Second Order Asymptotics for Random Number Generation

TL;DR

This paper investigates the second order asymptotics of random number generation between arbitrary probability distributions, extending previous work that focused on uniform distributions, and derives the optimal second order generation rate.

Contribution

It provides the first analysis of second order asymptotics for random number generation between arbitrary distributions, including the derivation of the optimal second order rate.

Findings

Derived the optimal second order generation rate for arbitrary distributions.

Extended second order asymptotic theory to non-uniform distributions.

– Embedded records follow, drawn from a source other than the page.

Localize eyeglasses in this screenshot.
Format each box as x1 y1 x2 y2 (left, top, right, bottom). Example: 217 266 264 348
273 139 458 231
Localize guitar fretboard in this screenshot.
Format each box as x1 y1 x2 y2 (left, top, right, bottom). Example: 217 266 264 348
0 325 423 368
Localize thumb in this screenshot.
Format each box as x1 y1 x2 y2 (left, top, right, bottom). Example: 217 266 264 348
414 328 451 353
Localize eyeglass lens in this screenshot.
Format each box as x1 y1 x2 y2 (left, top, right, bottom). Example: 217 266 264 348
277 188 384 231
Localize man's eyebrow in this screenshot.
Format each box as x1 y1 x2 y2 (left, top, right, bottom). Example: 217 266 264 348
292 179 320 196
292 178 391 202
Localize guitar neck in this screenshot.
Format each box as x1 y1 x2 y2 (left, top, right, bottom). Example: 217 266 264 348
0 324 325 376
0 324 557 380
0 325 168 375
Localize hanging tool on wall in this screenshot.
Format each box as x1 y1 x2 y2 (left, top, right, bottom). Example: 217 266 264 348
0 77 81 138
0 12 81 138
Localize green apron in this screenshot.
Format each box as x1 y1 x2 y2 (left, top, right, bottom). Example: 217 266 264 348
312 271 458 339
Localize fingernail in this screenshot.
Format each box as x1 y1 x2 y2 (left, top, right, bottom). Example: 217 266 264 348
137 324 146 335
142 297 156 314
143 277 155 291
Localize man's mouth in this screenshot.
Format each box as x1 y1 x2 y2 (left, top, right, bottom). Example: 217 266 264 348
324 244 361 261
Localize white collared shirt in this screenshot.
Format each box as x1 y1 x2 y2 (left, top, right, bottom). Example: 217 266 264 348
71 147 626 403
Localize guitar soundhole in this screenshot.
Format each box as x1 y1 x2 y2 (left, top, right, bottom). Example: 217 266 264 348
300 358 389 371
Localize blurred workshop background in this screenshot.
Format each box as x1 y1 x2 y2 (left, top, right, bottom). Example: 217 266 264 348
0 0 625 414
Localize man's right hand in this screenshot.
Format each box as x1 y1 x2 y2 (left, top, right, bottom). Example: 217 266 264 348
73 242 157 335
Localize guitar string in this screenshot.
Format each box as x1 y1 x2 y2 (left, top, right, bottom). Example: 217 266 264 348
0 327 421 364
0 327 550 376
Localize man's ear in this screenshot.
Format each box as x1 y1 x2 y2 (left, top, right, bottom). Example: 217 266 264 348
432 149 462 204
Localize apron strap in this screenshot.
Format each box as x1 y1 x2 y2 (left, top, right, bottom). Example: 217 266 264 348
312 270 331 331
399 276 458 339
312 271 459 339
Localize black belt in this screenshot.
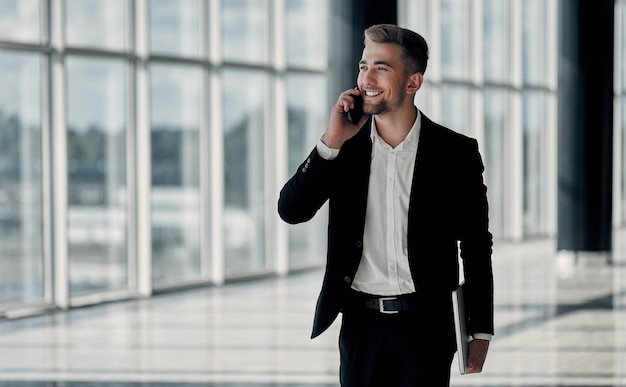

Provided a comprehensive analysis for the second order resolvability problem.

Abstract

We treat a random number generation from an i.i.d. probability distribution of $P$ to that of $Q$. When $Q$ or $P$ is a uniform distribution, the problems have been well-known as the uniform random number generation and the resolvability problem respectively, and analyzed not only in the context of the first order asymptotic theory but also that in the second asymptotic theory. On the other hand, when both $P$ and $Q$ are not a uniform distribution, the second order asymptotics has not been treated. In this paper, we focus on the second order asymptotics of a random number generation for arbitrary probability distributions $P$ and $Q$ on a finite set. In particular, we derive the optimal second order generation rate under an arbitrary permissible confidence coefficient.